A la mañana siguiente, Amber entró con su llave en la casa de Grayson a la hora habitual. Gray le había proporcionado una llave poco después de empezar a trabajar. Se trataba de un edificio moderno y amplio, con grandes ventanales que se abrían al lago Washington. El Interior estaba decorado en estilo oriental, y los objetos parecían hechos a la medida de Gray. A Amber le gustaba la tranquilidad y la belleza clásica de la casa.

Se quedó un momento admirando la vista desde el recibidor.

—Eres tú, ¿Amber? —gritó Gray desde la cocina.

—¿Es que tiene la llave alguien más? —preguntó Amber.

Gray surgió por la puerta que separaba el comedor de la sala, llevando dos tazas de té en la mano.
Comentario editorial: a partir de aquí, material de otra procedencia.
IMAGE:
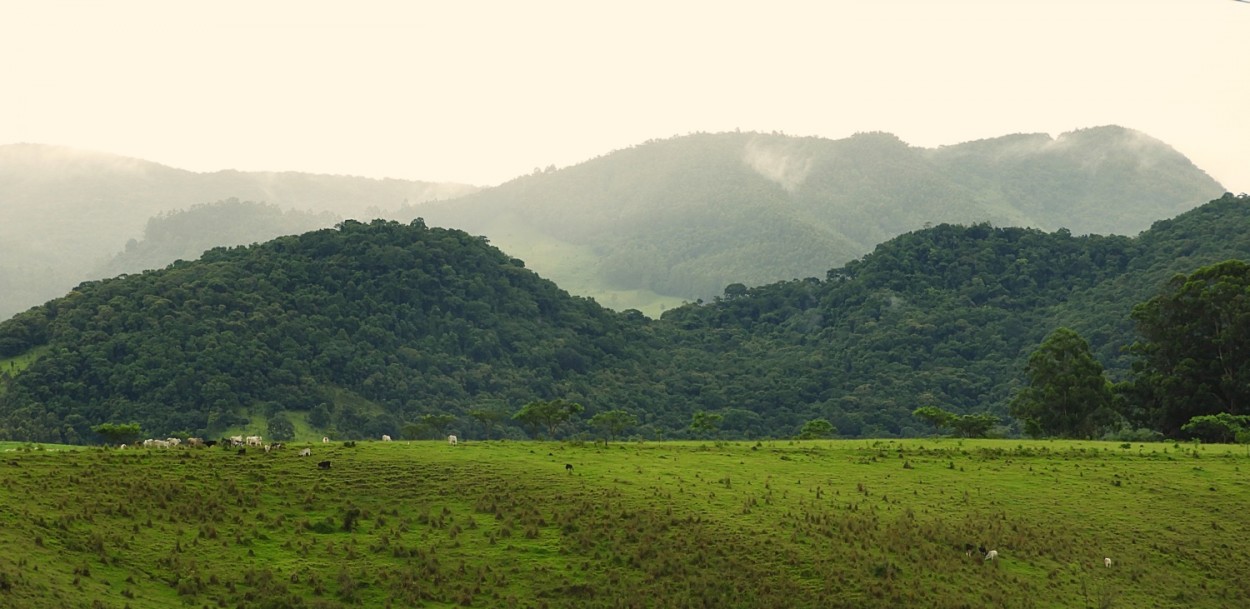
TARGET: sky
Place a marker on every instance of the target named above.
(484, 91)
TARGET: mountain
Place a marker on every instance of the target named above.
(185, 234)
(685, 216)
(369, 328)
(68, 211)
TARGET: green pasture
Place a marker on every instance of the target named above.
(829, 524)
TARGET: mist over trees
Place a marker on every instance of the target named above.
(370, 328)
(689, 215)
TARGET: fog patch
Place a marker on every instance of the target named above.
(779, 161)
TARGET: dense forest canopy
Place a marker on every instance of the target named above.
(408, 329)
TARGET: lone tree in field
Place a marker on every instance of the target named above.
(1194, 354)
(704, 423)
(546, 415)
(489, 417)
(1219, 428)
(1066, 394)
(816, 428)
(613, 423)
(115, 433)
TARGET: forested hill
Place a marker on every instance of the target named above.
(941, 317)
(371, 328)
(66, 211)
(368, 327)
(689, 215)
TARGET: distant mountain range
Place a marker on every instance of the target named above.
(648, 228)
(685, 216)
(368, 329)
(68, 211)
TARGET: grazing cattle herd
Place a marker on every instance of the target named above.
(243, 443)
(255, 440)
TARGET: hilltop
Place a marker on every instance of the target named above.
(679, 219)
(811, 524)
(68, 210)
(370, 328)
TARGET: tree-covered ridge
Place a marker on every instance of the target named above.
(689, 215)
(404, 329)
(410, 319)
(185, 234)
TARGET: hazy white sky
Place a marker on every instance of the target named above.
(481, 91)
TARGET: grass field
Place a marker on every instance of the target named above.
(829, 524)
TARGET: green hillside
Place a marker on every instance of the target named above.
(814, 524)
(69, 211)
(406, 330)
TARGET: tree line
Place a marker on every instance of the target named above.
(385, 328)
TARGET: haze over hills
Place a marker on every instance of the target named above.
(68, 211)
(685, 216)
(369, 328)
(646, 228)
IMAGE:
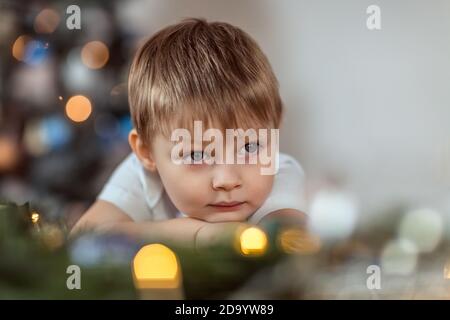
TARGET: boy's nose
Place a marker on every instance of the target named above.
(226, 178)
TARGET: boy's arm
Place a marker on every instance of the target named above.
(103, 216)
(291, 216)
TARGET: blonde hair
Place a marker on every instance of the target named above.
(198, 70)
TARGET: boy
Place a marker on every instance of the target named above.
(215, 73)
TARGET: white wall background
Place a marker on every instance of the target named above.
(368, 108)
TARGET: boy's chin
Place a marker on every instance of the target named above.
(231, 216)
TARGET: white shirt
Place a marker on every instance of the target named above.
(140, 193)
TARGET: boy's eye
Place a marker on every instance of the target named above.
(251, 147)
(195, 156)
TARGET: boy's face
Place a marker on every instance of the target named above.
(213, 192)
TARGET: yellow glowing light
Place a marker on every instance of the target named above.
(78, 108)
(447, 270)
(156, 266)
(35, 217)
(298, 241)
(253, 241)
(18, 48)
(46, 21)
(95, 54)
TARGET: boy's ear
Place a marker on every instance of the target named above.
(141, 150)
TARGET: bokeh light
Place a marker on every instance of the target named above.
(78, 108)
(35, 217)
(156, 266)
(95, 54)
(298, 241)
(333, 215)
(423, 227)
(35, 52)
(46, 21)
(253, 241)
(447, 269)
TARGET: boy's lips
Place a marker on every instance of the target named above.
(227, 206)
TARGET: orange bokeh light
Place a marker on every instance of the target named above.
(78, 108)
(46, 21)
(95, 54)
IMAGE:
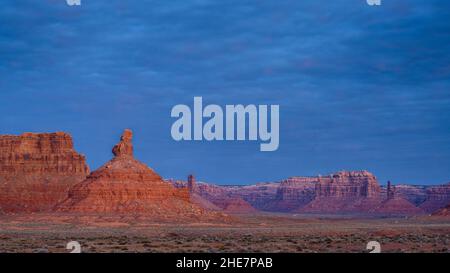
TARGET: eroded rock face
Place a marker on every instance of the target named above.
(293, 193)
(214, 197)
(345, 192)
(125, 185)
(413, 193)
(37, 169)
(437, 197)
(397, 206)
(443, 212)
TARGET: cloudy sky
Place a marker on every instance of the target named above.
(359, 87)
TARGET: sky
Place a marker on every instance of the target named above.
(359, 86)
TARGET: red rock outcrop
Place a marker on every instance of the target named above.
(413, 193)
(37, 169)
(234, 205)
(127, 186)
(437, 197)
(397, 206)
(293, 193)
(443, 212)
(345, 192)
(214, 197)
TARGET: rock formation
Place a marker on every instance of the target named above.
(127, 186)
(345, 192)
(413, 193)
(443, 212)
(437, 197)
(397, 206)
(293, 193)
(37, 169)
(214, 197)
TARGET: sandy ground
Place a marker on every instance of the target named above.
(246, 233)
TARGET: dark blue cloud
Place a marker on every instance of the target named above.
(359, 87)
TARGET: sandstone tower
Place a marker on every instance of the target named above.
(191, 183)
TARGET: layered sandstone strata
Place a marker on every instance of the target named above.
(437, 197)
(443, 212)
(293, 193)
(345, 192)
(127, 186)
(397, 206)
(37, 169)
(213, 197)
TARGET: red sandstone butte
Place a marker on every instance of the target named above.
(213, 197)
(443, 212)
(345, 192)
(125, 185)
(293, 193)
(398, 206)
(437, 197)
(36, 171)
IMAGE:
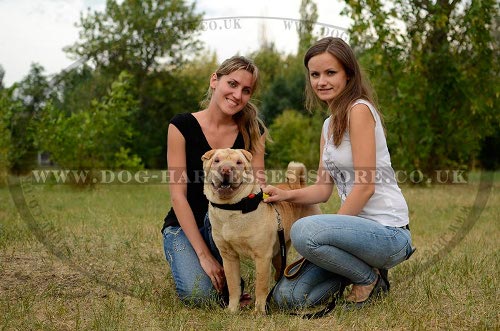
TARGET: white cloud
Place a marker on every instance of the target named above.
(37, 31)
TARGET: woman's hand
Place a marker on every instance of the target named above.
(215, 271)
(273, 194)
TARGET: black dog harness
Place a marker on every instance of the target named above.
(246, 205)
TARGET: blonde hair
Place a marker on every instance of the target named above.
(357, 87)
(248, 121)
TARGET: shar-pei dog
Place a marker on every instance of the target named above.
(242, 225)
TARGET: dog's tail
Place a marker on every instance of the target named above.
(296, 175)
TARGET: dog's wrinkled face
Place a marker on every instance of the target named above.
(226, 171)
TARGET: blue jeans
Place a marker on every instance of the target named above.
(339, 248)
(192, 284)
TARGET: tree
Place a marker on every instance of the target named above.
(137, 35)
(433, 66)
(93, 138)
(296, 137)
(308, 17)
(29, 97)
(150, 39)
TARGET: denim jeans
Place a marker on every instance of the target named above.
(192, 284)
(339, 248)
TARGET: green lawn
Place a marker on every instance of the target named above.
(80, 258)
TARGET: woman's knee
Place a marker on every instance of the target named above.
(196, 294)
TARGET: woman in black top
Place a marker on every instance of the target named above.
(229, 120)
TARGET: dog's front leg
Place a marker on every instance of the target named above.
(233, 279)
(263, 273)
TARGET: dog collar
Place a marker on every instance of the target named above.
(246, 205)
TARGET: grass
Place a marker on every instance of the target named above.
(93, 259)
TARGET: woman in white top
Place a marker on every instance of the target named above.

—No —dijo con gentileza—, ya lo sabes.

—Humm —dijo Amber, sintiéndose súbitamente nerviosa—, entonces, no podía ser otra que yo.

Tomó una de las tazas de té de su mano.

—Buena deducción. ¿Has decidido algo? —preguntó Gray suavemente.

Las manos de Amber temblaron al tomar la tetera, aunque no entendió aquella angustia. Era difícil sentir angustia con Cormick Grayson. Le había propuesto casarse con él, y no parecía que para él fuera una gran cosa. ¿Por qué ponerse nerviosa? Amber sonrió.

—¿Estás seguro de que quieres que se tu esposa, Gray?

Los ojos de Gray estaban semiocultos bajo sus largas pestañas. —Segurísimo.

—Entonces, sí, quiero casarme contigo. Gracias por aceptar. Lo arreglaré todo. ¿Te importa que sólo invitemos a los más allegados?

Gray tomó un sorbo de té, y la miró por encima de taza. Su mirada era inescrutable, pero sonrió levemente.

—Gracias por aceptar. Lo arreglaré todo. ¿Te importa que sólo invitemos a los más allegados? Amber negó con la cabeza, sintiéndose algo decepcionada, aunque era de esperar una reacción tan fría.

—Me gustan las bodas íntimas —dijo Amber—, sólo invitaré a mi hermana y a mi cuñado.

—Vale. Iremos a cenar después de la boda. Gray saboreó el té de nuevo, con expresión pensativa, como ultimando los detalles en la cabeza. Impulsivamente, Amber le tiró de la manga.

—Intentaré ser una buena esposa para ti, Gray —dijo.

—Lo sé —respondió Gray sonriendo—. Yo también trato de ser un buen marido.

Amber lo miró indecisa, sin saber muy bien qué hacer qué decir. Había que discutir aquellas cosas con sensatez, pero aquello ya estaba siendo demasiado plácido.

—Gray…

Gray se inclinó hacia ella, y acarició sus labios con los Fue un contacto cálido y afectuoso, pero no mucho mas. Amber cerró los ojos, y acarició el antebrazo de Gray, sintiendo su dureza. No estaba muy segura de lo que esperaba, o de lo que deseaba, pero sabía que era algo más que aquel leve beso. Notó que Gray se quedaba un momento quieto y, luego, tomaba su taza de té y la depositaba sobre una mesa. Sin palabras, estrechó a Amber entre sus brazos.